Starting from Shannon’s definition of dynamic entropy, we propose a theory to describe the rare-event-determined dynamic states in condensed matter and their transitions and apply it to high-pressure ice VII. A dynamic intensive quantity named dynamic field, rather than the conventional thermodynamic intensive quantities such as temperature and pressure, is taken as the controlling variable. The dynamic entropy versus dynamic field curve demonstrates two dynamic states in the stability region of ice VII and dynamic ice VII. Their microscopic differences were assigned to the dynamic patterns of proton transfer.

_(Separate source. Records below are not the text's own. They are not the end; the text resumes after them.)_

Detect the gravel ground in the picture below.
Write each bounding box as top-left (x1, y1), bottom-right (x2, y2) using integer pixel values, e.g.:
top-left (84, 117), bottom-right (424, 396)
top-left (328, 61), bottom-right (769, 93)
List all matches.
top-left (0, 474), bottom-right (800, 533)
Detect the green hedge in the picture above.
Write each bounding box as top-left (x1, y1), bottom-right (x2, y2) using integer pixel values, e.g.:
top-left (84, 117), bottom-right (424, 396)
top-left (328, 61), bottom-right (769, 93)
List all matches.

This study puts a similar dynamical theory used in earlier studies of glass models on a simpler and more fundamental basis, which could be applied to describe the dynamic states of more realistic condensed matter systems.

Figure 1

(a) Solid, (b) liquid, and (c) the in-between state. (d) The phase diagram of bcc ice. There are well-defined solid and liquid states in the shadowed region, while in the white region the boundaries between ice VII, dynamic ice VII, and SI remain controversial. (e) Density and thermodynamic state function at 500 K. Inset: bcc ice structure. In the bcc skeleton formed by oxygen (red), protons intersperse in the covalent sites (blue) of neighboring oxygen pairs. The equivalent sites (green) can be occupied through transfer motions. The other sites (gray) consist in another hydrogen bonding network.

Figure 2

(a) Schematic of the PES of proton transfer, (b) the realistic trajectory in coordinate space, and (c) the trajectory in component space. $d_{\mathrm{site}}$ is the distance of the proton to its equilibrium position inside each component, in the unit of fractional coordinate of the simulation cell. (d) $p_0(K)$ at different $P$s with $t_{\mathrm{obs}}=2\mathrm{ps}$ (10 000 steps). The inset in (d) shows the $t_{\mathrm{obs}}$ dependence of the percentage of inactive sites for $K(t)=0$. (e) $S_D$ computed from $p_0(K)$. The dashed lines and shadowed region are guides for the eye.

Figure 3

(a) The partition function of the isodynamic ensembles and (b) $⟨k⟩$ as their ensemble averages at different $P$’s and 500 K. (a) and (b) share the legend. All the data are presented with $t_{\mathrm{obs}}=2\mathrm{ps}$ (10 000 steps). (c) The $S_{D,\mathrm{bcc}}$ with different $t_{\mathrm{obs}}$ (in the unit of steps). Inset in (c): the tendency of transition point $s_{\mathrm{tran}}$ toward the long time limit. (d) The tendency of $S_{D,(T,P)}$ on $t_{\mathrm{obs}}$. The dashed lines show theoretical results of Eq. (11).

Figure 4

Schematic of the dynamic constraint. When a single transfer occurs [solid line in (a)], there can be two paths to restore the ice rule: (a) the retrieving motion (dashed line) upon strong constraint and (b) the collective motion upon loosened constraint. (c) and (d) show the PES upon the transfer of H1 and H2 at 10 and 70 GPa, respectively.